= Robert Gibb (poet) =

American poet

Robert Gibb (born September 5, 1946) is an American poet. Gibb won the 1997 National Poetry Series Open Competition for The Origins of Evening. It, along with his next two books, comprise what Gibb calls The Homestead Trilogy, a nearly 100-poem cycle probing the fading industrial history and culture of America's Steel City.

==Life==
He was born to a family of steelworkers in Homestead, Pennsylvania, a mill town six miles south of downtown Pittsburgh along the Monongahela River.
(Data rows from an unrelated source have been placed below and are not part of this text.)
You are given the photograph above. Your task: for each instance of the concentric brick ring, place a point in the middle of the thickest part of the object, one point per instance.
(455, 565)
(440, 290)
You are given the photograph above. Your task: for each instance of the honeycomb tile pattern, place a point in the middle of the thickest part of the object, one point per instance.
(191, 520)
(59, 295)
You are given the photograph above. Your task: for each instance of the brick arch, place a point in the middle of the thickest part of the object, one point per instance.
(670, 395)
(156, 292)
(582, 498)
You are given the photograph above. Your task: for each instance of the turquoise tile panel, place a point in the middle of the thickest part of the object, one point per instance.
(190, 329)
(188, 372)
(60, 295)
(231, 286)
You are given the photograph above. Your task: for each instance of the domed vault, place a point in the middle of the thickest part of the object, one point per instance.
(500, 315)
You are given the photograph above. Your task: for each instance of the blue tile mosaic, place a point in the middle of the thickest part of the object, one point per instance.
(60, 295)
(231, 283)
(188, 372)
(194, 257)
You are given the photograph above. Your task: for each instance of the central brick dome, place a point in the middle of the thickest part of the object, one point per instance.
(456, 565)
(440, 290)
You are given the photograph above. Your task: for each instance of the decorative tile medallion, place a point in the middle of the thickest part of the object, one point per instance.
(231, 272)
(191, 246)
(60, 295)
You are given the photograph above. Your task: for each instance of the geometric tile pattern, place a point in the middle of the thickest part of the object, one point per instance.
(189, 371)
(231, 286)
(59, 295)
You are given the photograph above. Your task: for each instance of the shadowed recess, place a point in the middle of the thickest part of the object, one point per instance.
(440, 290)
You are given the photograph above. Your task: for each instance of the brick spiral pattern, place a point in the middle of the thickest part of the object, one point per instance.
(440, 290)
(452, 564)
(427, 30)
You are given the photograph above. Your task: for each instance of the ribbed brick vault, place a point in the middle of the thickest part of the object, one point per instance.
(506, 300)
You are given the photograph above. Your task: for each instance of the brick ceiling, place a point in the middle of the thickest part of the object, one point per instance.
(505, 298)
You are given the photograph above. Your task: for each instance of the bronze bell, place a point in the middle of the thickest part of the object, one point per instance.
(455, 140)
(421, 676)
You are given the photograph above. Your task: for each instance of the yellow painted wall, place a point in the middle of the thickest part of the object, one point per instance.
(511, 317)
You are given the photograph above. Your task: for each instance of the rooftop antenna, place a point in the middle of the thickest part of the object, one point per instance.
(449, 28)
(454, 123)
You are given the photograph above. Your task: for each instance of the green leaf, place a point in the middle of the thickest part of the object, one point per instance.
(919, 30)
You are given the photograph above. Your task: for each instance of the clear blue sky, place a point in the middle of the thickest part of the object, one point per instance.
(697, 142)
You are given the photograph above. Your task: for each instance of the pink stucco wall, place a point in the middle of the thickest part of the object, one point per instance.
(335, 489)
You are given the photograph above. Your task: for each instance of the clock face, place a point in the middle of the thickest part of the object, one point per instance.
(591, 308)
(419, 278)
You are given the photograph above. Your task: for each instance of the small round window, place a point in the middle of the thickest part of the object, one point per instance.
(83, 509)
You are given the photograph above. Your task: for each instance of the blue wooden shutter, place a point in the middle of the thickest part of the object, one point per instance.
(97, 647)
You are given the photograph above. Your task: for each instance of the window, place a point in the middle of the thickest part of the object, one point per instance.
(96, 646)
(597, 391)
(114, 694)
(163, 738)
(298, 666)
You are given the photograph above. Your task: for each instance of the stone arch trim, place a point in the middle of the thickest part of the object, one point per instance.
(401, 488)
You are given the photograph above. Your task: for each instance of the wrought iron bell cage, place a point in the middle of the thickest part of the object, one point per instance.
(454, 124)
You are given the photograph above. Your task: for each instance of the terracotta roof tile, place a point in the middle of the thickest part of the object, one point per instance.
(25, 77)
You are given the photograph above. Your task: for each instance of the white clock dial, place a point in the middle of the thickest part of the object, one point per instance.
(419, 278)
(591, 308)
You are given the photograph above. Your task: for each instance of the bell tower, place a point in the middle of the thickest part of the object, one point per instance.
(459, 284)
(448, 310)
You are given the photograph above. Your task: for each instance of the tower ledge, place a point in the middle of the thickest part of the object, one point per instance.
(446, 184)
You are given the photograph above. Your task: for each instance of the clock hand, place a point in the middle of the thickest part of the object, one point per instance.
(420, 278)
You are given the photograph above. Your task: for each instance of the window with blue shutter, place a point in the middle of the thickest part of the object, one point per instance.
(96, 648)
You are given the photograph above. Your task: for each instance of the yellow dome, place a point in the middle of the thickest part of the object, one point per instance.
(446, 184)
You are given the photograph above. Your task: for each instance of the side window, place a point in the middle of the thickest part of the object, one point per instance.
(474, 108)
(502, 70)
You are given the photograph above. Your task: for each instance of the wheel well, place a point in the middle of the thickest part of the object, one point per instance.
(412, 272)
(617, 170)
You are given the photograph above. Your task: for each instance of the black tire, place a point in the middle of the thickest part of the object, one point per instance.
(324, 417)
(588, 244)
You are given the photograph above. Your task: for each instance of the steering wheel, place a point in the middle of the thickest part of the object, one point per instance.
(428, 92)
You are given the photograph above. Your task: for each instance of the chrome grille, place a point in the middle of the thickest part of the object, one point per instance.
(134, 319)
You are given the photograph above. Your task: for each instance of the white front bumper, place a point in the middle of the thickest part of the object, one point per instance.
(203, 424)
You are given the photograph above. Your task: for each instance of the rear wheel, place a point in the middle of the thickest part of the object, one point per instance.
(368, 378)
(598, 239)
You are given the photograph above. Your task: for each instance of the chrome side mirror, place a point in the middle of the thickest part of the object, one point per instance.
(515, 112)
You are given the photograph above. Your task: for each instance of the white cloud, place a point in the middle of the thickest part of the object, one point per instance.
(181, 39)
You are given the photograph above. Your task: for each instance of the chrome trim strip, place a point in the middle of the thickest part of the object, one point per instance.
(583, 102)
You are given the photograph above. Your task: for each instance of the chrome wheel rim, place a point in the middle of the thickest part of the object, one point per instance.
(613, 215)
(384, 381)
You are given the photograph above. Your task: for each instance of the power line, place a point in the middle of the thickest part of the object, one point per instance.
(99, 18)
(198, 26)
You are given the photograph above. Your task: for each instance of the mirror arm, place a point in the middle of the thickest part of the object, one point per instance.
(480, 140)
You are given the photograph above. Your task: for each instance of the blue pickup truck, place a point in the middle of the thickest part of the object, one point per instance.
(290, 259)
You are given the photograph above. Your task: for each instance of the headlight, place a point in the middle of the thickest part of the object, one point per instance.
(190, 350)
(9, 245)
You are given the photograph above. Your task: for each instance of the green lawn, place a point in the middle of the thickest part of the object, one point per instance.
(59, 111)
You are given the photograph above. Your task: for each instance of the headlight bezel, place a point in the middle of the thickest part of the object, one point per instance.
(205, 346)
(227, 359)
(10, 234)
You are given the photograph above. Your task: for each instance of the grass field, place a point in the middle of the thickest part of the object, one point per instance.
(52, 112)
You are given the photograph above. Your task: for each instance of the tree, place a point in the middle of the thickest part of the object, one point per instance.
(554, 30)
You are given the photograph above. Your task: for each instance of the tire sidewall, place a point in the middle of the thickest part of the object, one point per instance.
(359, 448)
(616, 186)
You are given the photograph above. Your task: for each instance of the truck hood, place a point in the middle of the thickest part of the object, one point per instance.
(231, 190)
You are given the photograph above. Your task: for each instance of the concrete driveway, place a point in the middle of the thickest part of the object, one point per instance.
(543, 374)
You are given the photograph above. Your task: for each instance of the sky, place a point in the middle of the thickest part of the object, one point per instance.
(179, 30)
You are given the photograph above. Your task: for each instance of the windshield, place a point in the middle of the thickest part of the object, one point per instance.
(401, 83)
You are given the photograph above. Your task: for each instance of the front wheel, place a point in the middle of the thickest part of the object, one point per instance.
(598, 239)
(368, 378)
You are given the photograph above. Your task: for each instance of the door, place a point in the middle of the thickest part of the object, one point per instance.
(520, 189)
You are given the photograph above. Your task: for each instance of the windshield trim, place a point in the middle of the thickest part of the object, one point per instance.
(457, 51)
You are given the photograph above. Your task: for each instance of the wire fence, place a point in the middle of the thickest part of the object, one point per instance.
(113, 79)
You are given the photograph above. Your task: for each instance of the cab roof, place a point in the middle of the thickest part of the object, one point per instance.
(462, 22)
The town was home to Andrew Carnegie's famous Homestead Steel Works and site of the infamous Homestead Strike.

Gibb earned a Bachelor of Fine Arts at Kutztown University of Pennsylvania in 1971, a Master of Fine Arts at the University of Massachusetts Amherst in 1974, and his Master of Arts and Ph.D. at Lehigh University in 1976 and 1986, respectively.

==Works==
- "Hummingbird" (2009)
- "Industrial Landscapes" (2004)
- "What the Heart Can Bear: Selected and Uncollected Poems, 1979–1993" (2009)
- "World Over Water" (2007)
- "The Burning World" (2004)
- The Origins of Evening, poetry (New York: W. W. Norton, 1998)
- "Fugue for a Late Snow" (1993)
- Momentary Days, poetry (Camden: Walt Whitman Center, 1989)
- "A Geography of Common Names" (1987)
- Entering Time, Barnwood Press, poetry (Daleville: Barnwood Press, 1986)
- The Winter House, poetry (Columbia: University of Missouri Press, 1984)
- The Names of the Earth in Summer, poetry (Menemsha: Stone Country, 1983)
- The Margins, poetry (Menemsha: White Bear Books, 1979)
- "Whale Songs" (1976)

===Anthologies===
- "Line drives: 100 contemporary baseball poems" (2002)

==Reviews==
Peter Oresick wrote:
Move over, John Edgar Wideman. Poet Robert Gibb's "The Homestead Trilogy," now completed, takes its place alongside "The Homewood Trilogy" in the canon of Pittsburgh literature. World Over Water concludes a fiercely ambitious cycle of Pittsburgh poems – nearly 100 in all – in the project Gibb began 10 years ago with "The Origins Of Evening," selected by Eavan Boland as winner of the 1997 National Poetry Series and published by Norton.